Leopoldo Machado e a Caravana da Fraternidade

Leopoldo Machado e a Caravana da Fraternidade

         

Antonio Cesar Perri de Carvalho

Leopoldo Machado foi um vulto marcante nos anos 1930-50, e entre suas dinâmicas atuações trabalhou pela união dos espíritas, sendo a Caravana da Fraternidade a resultante desses esforços.

Leopoldo atuou no 1o Congresso Brasileiro de Unificação Espírita (promovido pela USE, São Paulo, 31/10-05/11/1948). Com comparecimento expressivo foi aprovada a criação de uma Confederação, ou de um Conselho Superior do Espiritismo que, levada à consideração do presidente da FEB Wantuil de Freitas, foi recusada.1

Em 1949 a USE-SP apoiou o 2o Congresso da Confederação Espírita Panamericana, realizado pela Liga Espírita do Brasil no Rio de Janeiro. Num diálogo de algumas lideranças relatado por Carlos Jordão da Silva, agendou-se uma reunião com o presidente da FEB, que culminou com o chamado Pacto Áureo, aceito pelos presentes, mas sem atender aos anseios do Congresso de Unificação e de lideranças do País.

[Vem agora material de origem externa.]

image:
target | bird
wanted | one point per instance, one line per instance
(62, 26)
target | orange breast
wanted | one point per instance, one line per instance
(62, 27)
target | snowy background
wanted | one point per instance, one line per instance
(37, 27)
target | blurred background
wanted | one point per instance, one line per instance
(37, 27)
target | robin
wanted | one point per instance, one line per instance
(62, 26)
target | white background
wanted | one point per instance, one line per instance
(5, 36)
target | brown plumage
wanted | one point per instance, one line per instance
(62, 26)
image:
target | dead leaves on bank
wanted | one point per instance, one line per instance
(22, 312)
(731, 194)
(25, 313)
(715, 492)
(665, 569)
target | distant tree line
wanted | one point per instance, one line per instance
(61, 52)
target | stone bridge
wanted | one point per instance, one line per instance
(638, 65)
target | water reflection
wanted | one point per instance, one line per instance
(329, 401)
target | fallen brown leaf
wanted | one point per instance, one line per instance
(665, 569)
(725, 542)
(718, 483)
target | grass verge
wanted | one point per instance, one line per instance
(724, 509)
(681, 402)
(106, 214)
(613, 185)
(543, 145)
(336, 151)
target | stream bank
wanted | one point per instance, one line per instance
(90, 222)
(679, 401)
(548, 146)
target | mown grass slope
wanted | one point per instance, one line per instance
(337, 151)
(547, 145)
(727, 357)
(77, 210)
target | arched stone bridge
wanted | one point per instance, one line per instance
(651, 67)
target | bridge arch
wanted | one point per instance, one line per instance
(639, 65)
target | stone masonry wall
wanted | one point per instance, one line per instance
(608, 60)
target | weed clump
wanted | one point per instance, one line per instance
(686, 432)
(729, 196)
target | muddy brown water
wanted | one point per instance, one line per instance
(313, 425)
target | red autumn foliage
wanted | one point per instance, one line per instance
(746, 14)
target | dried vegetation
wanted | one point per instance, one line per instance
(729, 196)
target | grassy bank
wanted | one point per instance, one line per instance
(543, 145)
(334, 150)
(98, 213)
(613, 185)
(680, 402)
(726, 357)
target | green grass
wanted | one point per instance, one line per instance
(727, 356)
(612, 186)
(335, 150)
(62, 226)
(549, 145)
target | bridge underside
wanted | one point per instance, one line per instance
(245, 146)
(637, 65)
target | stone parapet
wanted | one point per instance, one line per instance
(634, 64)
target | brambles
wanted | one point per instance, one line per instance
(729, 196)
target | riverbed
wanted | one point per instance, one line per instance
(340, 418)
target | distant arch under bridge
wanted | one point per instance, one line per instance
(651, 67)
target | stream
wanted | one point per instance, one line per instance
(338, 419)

O episódio foi registrado como a Grande Conferência Espírita do Rio de Janeiro, Acordo de Cavalheiros; depois cognominado por Lins de Vasconcellos como Pacto Áureo. Leopoldo participou da reunião mas não assinou a Ata do Acordo.1

Decidiu-se a instalação do Conselho Federativo Nacional da FEB, que ocorreu em 1o/01/1950, integrado por algumas Entidades Estaduais, com o objetivo de promover a união dos espíritas e das instituições, para fortalecer a difusão do Espiritismo. Esse Conselho tinha, em sua maioria, procuradores como representantes de outros Estados.1

Em reunião desse Conselho, aos 06/05/1950, “o representante de São Paulo comunica que estão organizando caravanas para visitas aos Estados onde ainda não se acha em bom funcionamento o serviço de unificação nos termos do Acordo de 05/10/1949. A finalidade dessas caravanas será uma aproximação mais íntima entre os espíritas do País, no sentido da unificação planejada.”2

Organizou-se a Caravana da Fraternidade, com recursos dos participantes, e apoio financeiro de Lins de Vasconcellos e Carlos Jordão da Silva. Integraram a Caravana: Ari Casadio (SP), Carlos Jordão da Silva (SP), Francisco Spinelli (RS), Leopoldo Machado (RJ); e, Lins de Vasconcellos (Pr) e Luiz Burgos (Pe), que não acompanharam todo o roteiro.3.4

A viagem foi longa – 31/10 a 13/12/1950-, com atividades em: Salvador, Aracaju, Maceió, Recife, Natal, Fortaleza, Parnaíba, Teresina, São Luís, Belém e Manaus; passagem por Belo Horizonte e visita a Chico Xavier, em Pedro Leopoldo, onde receberam duas mensagens psicográficas. 3.4

Implementado o programa: conferências para o grande público; mesa redonda para ajustamento de pontos de vista sobre o ideal da unificação; visitas a instituições de assistência social; programas sociais organizados pelos anfitriões. 3.4

Como resultados: a União Espírita Bahiana, deveria funcionar nos moldes da USE-SP; adequações de instituições e solidarização com o Acordo: Alagoas, Pernambuco, Paraíba, Rio Grande do Norte, Ceará, Pará e Amazonas; fundação de federativas: Sergipe, Piauí, Maranhão. Há reproduções de jornais das cidades visitadas; manifestações de lideranças a favor e contrárias ao Pacto Áureo. 3.4

Leopoldo foi o orador oficial, articulador e o secretário, registrando o “diário”, que originou o livro histórico: A Caravana da Fraternidade, que publicou de forma independente, em 1954.3

Em 2009, como secretário geral do CFN da FEB e diretor da instituição, estivemos em Nova Iguaçu (RJ), para obter autorização do sobrinho de Leopoldo, Paulo de Tarso Machado de Barros (o Paulinho Leopoldo), planejando o relançamento de A caravana da fraternidade. Assim surgiu a edição dessa obra, pela FEB, e contando com nossa apresentação.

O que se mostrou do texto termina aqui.